La giornata inizia presto nei locali messi a disposizione a titolo gratuito dai gesuiti di Sant’Andrea al Quirinale e si lavora fino al tardo pomeriggio. I ragazzi recuperano materiali di vario tipo, grazie anche all’accordo con supermercati, negozi e perfino privati, portano gli ex rifiuti nella loro officina ed è a quel punto che danno il via libera all’espressione creativa. Frutto di questo estro sono gli oggetti più disparati: collane, bracciali, segnalibri, bicchieri, piatti, sottopiatti, cinture. I primi mille euro incassati dalla vendita sono stati destinati all’acquisto delle attrezzature necessarie alla loro fabbricazione. Una volta raggiunta l’autosufficienza, il gruppo ha iniziato a monetizzare ciò che ha creato grazie alla fantasia, vendendo presso Gilli Moda o in alcuni Atelier di Roma (Atelier Parisetti a San Saba), ricevendo anche ordinativi dall’Onu, dalla Regione ed organizzando mercatini rionali la domenica o nei giorni festivi. Il 100% degli incassi va interamente agli “artisti”, il che rende ancora più pregevole l’iniziativa che non ha nulla a che vedere con l’assistenzialismo o la beneficienza. Si tratta infatti di creazione artistica a pieno titolo, tanto da rendere queste persone, spesso poste ai margini della società, veri e propri designer all’avanguardia.

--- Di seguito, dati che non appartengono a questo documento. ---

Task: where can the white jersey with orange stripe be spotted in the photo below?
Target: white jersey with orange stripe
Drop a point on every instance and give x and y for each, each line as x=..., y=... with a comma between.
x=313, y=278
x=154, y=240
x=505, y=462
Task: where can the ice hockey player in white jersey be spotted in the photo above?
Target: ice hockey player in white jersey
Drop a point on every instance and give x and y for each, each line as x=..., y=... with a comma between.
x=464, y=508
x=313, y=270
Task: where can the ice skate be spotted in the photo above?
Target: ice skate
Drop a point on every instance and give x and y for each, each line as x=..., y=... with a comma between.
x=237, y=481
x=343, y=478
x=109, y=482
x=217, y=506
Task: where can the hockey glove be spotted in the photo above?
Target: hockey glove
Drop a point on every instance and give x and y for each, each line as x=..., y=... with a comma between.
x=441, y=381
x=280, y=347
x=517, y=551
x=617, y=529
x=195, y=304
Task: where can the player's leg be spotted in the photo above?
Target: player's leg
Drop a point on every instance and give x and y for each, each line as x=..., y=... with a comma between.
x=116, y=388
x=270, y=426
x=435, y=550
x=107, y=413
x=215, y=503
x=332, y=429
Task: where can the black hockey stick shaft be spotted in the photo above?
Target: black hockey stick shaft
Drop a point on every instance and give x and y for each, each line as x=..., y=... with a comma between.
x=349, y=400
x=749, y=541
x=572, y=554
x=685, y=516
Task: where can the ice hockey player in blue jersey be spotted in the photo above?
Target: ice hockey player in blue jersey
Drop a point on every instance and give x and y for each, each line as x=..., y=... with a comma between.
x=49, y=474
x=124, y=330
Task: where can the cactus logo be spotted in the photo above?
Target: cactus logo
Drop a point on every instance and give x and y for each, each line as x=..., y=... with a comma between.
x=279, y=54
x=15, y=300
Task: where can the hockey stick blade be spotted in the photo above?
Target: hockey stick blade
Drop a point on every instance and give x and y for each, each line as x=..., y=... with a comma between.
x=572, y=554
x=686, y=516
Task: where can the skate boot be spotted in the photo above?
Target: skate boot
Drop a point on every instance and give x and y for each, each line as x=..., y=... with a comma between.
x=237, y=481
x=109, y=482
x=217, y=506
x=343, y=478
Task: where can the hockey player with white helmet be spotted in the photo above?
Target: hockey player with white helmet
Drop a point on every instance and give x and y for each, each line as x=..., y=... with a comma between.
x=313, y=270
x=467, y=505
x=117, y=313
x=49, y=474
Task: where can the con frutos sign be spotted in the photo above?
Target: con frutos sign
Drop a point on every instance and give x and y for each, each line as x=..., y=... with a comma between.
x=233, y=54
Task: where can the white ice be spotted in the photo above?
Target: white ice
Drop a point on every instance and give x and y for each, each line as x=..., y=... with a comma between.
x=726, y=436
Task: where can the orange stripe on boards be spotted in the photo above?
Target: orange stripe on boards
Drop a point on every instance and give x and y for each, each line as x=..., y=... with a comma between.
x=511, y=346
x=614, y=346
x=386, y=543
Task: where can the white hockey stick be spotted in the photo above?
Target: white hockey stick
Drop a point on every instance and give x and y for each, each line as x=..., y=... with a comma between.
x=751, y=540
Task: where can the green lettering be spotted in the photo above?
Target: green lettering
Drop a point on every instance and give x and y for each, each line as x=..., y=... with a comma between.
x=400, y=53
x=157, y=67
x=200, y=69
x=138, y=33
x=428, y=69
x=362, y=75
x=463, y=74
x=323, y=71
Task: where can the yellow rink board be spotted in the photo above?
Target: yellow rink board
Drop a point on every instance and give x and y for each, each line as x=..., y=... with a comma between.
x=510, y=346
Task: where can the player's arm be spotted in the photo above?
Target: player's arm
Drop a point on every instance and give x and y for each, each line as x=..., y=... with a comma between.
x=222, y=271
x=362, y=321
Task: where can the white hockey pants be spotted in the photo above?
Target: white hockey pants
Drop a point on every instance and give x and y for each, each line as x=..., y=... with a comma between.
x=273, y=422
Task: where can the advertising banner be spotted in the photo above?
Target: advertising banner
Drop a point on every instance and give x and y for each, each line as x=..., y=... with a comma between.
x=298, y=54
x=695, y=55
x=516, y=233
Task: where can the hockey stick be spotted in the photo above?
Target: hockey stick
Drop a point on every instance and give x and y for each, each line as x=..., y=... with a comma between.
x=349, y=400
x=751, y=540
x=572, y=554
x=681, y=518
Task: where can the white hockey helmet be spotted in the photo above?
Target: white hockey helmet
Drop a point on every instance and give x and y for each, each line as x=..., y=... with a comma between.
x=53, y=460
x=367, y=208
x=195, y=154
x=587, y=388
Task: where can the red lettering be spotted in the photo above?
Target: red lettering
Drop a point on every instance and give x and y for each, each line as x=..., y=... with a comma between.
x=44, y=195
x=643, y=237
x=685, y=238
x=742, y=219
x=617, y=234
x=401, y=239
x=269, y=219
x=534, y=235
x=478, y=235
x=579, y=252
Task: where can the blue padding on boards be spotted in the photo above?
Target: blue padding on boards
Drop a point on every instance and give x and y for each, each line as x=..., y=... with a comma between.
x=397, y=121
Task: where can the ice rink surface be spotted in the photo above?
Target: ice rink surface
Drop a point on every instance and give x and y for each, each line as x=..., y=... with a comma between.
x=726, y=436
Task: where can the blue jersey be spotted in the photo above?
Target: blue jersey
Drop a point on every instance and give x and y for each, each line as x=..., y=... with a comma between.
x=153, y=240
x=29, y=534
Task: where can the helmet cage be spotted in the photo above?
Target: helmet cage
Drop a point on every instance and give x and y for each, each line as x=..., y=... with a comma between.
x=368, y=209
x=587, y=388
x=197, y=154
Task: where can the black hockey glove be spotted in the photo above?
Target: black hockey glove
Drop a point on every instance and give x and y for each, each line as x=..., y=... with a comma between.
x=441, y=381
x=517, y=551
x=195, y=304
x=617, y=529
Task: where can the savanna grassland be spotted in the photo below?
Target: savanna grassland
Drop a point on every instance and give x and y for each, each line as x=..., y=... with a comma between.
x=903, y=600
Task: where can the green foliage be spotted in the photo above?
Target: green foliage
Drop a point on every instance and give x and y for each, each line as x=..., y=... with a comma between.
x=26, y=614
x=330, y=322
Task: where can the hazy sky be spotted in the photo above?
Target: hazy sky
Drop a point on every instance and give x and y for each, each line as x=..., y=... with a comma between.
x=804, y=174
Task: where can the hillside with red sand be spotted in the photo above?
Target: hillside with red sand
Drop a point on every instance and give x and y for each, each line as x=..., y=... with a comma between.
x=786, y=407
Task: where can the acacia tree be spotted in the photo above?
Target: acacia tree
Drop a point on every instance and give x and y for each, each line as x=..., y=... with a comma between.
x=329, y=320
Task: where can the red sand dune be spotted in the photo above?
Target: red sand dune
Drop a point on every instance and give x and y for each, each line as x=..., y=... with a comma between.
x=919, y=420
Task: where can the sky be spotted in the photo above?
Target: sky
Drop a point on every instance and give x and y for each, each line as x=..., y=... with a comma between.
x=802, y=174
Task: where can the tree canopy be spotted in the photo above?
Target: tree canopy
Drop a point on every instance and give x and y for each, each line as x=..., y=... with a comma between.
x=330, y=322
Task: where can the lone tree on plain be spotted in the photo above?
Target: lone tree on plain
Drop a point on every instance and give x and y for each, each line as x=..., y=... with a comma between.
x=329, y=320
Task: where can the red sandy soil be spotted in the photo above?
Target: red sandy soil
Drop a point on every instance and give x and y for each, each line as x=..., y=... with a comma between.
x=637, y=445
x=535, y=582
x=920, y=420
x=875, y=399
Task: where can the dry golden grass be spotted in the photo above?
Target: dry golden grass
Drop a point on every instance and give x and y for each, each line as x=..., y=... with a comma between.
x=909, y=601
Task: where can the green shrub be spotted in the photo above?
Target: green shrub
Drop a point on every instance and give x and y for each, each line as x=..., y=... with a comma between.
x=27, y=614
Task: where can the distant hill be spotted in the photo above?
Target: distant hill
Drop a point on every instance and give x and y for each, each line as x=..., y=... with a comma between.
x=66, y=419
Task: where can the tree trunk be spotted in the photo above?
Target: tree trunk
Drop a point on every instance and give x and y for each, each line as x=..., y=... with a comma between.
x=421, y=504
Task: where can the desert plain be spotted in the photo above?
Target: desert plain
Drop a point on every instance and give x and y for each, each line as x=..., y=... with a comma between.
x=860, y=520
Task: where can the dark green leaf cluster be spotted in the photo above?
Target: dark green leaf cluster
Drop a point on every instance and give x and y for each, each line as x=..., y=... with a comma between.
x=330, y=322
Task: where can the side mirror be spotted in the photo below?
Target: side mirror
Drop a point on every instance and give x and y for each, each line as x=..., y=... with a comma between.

Nel corso dei mesi questi “creatori d’arte” sono riusciti a recuperare la bellezza di 2mila kg di plastica, un risultato eccezionale oltreché un esempio valoroso di riciclo che potrebbe essere emulato anche da altre amministrazioni locali, per fronteggiare l’annosa questione dello smaltimento dei rifiuti. Ma non c’è solo la plastica: le materie che si riciclano sono tante e diverse: tessuti etnici di scarto, incarti di cibo liofilizzato, scarti di filo telefonico. Tutto può diventare prezioso nelle mani di questi promettenti artigiani.

Insomma si può migliorare la vita di singoli individui, fuggiti dalle torture, dai maltrattamenti e da condizioni umane disperate e allo stesso tempo contribuire in maniera efficace al benessere di una comunità. La portata dell’iniziativa la descrive la stessa Marichia: “I ragazzi – racconta – sono persone che non avevano niente da fare nei centri che li accolgono, che stavano in giro per la stazione Termini in attesa di poter rientrare nei centri la sera, tutti senza speranza. Adesso invece sono insieme, siamo parte di un gruppo, si è sviluppato un senso di appartenenza. E poi il progetto crea tanto valore aggiunto: si sentono creativi, riescono a riciclare e comporre, ognuno è libero di realizzare quello che vuole, gli oggetti sono anche il frutto della loro cultura etnica, del loro senso estetico, dei loro colori”.

Dall’esperienza vissuta poi questi neo “Professori del recupero” potranno trasmettere le tecniche apprese ad altre persone in difficoltà, dando vita ad un circolo virtuoso, capace di connettere la solidarietà alla bellezza.

Sembra proprio che il destino di questi giovani africani segua esattamente quello del materiale che essi adoperano per creare arte. Un riscatto sociale che segue parallelamente il recupero estetico, solidale ed ecologico di ciò che viene buttato via.

Strano ma vero. Restituendo valore a ciò che viene scartato è possibile ritrovare il senso smarrito della vita.